2015-03-26
Znani? Nieznani?- Stąd/ wywiad z Wiesławą Jagodą Marcjaniuk
Wiesława Jagoda Marcjaniuk mieszka w Sabniach. Z nitki potrafi wyczarowywać cuda, ale szczególnie słynne są jej koronki. Naszym czytelnikom opowiedziała nie tylko o swojej pasji.
- Pani ojciec, wyjątkowy stolarz i wynalazca Mieczysław Mazurczak z Niecieczy był jednym z pierwszych bohaterów mojego cyklu wywiadów. Wiele talentów rękodzielniczych ma też pani siostra Elżbieta Pietrzykowska z Niecieczy oraz jej córki. Pochodzi więc pani z bardzo utalentowanej rodziny…

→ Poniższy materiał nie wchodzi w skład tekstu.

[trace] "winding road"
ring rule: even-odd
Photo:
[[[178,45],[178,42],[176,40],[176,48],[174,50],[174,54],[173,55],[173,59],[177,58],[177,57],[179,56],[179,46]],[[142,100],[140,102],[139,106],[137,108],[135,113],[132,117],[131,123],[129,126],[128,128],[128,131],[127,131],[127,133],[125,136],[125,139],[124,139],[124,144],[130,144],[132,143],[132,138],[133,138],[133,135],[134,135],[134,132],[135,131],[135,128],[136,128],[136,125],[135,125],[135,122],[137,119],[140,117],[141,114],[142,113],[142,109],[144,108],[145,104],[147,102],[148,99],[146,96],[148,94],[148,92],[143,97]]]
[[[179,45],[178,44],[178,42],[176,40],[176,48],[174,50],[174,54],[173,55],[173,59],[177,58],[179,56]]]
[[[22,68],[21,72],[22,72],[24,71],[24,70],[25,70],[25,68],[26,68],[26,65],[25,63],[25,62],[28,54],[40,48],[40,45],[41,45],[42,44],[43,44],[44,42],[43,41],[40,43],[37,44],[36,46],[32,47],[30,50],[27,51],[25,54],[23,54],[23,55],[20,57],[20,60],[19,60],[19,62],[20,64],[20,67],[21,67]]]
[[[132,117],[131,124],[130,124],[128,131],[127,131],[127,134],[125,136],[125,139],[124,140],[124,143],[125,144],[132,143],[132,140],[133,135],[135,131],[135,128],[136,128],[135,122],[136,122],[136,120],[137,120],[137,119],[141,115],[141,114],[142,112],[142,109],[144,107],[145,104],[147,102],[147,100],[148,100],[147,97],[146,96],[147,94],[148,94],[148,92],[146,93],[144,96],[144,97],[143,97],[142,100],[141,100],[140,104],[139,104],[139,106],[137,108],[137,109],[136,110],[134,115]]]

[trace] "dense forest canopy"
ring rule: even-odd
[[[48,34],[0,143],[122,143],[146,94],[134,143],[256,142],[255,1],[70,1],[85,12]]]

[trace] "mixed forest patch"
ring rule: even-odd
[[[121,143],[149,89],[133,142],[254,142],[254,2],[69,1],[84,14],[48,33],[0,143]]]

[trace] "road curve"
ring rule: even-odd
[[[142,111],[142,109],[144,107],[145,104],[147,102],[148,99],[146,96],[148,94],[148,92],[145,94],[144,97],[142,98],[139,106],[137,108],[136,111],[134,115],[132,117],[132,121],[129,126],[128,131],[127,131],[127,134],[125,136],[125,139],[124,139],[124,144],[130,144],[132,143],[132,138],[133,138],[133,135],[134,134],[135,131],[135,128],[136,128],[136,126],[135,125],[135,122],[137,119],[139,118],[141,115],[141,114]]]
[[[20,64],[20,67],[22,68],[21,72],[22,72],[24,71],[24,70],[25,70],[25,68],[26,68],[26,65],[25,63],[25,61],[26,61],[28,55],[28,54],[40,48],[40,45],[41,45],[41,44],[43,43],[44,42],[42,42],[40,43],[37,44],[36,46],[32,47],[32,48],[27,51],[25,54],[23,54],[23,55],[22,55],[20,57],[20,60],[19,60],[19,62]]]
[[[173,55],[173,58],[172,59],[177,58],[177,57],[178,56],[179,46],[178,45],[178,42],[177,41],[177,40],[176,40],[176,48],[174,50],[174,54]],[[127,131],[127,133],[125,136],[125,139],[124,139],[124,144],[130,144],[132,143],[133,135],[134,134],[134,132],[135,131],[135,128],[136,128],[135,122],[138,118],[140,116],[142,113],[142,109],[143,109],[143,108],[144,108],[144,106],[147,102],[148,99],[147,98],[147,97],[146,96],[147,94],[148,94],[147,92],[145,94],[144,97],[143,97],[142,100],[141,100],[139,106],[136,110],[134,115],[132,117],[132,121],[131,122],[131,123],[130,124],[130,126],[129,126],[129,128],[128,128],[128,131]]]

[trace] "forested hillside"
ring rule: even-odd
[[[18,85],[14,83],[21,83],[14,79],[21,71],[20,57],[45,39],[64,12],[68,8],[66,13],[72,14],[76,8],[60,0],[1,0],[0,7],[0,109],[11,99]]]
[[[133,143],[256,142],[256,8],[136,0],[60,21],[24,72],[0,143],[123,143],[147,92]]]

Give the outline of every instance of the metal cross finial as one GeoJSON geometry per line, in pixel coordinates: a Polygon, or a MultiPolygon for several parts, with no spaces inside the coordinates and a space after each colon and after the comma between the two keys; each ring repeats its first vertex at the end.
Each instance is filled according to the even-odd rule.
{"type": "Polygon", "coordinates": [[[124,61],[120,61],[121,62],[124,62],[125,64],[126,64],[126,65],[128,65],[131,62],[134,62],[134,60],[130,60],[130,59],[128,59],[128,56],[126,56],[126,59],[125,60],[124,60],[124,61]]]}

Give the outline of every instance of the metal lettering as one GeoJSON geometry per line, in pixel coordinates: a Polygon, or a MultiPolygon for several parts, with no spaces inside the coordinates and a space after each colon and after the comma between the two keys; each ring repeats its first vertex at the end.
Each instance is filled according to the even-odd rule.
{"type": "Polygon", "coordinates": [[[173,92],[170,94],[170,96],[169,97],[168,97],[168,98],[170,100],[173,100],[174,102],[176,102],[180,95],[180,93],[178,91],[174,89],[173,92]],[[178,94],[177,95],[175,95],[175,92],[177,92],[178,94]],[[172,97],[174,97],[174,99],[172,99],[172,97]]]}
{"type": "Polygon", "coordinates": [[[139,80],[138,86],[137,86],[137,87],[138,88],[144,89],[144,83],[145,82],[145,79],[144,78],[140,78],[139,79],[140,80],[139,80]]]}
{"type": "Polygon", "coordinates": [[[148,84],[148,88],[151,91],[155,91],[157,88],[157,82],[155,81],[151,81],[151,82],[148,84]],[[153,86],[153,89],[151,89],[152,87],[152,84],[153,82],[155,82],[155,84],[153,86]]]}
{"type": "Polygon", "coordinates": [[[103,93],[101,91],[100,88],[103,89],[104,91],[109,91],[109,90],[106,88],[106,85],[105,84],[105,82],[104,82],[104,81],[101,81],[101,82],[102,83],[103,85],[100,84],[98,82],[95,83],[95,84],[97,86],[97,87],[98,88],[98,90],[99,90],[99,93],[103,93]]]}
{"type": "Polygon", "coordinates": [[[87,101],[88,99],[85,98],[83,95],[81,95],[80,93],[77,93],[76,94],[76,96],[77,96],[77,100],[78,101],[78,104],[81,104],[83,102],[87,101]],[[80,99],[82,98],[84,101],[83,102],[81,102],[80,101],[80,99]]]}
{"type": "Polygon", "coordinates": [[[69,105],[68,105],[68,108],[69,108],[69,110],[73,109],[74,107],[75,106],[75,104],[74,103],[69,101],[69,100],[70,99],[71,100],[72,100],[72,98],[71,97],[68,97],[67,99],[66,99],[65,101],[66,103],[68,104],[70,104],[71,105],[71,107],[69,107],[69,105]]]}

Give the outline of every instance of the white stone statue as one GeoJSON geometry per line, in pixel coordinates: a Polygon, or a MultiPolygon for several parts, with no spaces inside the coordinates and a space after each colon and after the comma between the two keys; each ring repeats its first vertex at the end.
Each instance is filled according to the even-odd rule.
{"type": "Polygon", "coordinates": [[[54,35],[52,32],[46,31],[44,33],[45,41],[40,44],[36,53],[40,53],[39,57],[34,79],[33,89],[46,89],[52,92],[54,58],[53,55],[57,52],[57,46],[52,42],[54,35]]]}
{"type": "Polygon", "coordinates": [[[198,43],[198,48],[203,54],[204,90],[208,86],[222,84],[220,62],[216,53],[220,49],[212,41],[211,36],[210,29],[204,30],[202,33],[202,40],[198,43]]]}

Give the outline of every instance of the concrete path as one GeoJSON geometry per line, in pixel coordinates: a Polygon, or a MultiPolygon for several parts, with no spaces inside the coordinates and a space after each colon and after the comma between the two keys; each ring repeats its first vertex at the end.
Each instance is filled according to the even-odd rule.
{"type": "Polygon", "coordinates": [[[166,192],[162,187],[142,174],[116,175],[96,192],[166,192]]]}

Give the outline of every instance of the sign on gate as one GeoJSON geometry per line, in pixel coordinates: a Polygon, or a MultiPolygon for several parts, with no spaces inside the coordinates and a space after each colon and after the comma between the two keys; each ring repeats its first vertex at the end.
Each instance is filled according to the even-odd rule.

- Rzeczywiście zamiłowanie do wszelkiego rękodzieła zaczerpnęłam z domu. Moi rodzice to osoby niezwykle utalentowane i pracowite. Niewiele niestety nauczyłam się od mamy, która zmarła, gdy miałam zaledwie 9 lat. Mama wprowadziła mnie i moje siostry w tajniki haftu krzyżykowego. Była wspaniałą gospodynią i niezwykle wszechstronnie utalentowaną osobą. Pamiętam z rodzinnego domu piękne obrusy, pościel z haftami „richelieu”, chusteczki pięknie obrabiane szydełkiem, bieżniki, serwetki. Doskonale gotowała, sporządzała mnóstwo przetworów… Dużo by mówić. Od taty nauczyłyśmy się najwięcej… Pamiętam na przykład wełniane rękawiczki, które nauczył mnie dziergać drewnianą kulką, wcześniej własnoręcznie wystruganą z kawałka drewna. Niesamowicie cierpliwy, zgodnie ze swoim powiedzeniem „powoli i z zakładem, ale się zrobi” dotąd próbował, aż się nauczył sam, a potem nas. Po wielu latach zamiłowanie do rękodzieła przejęła też moja córka.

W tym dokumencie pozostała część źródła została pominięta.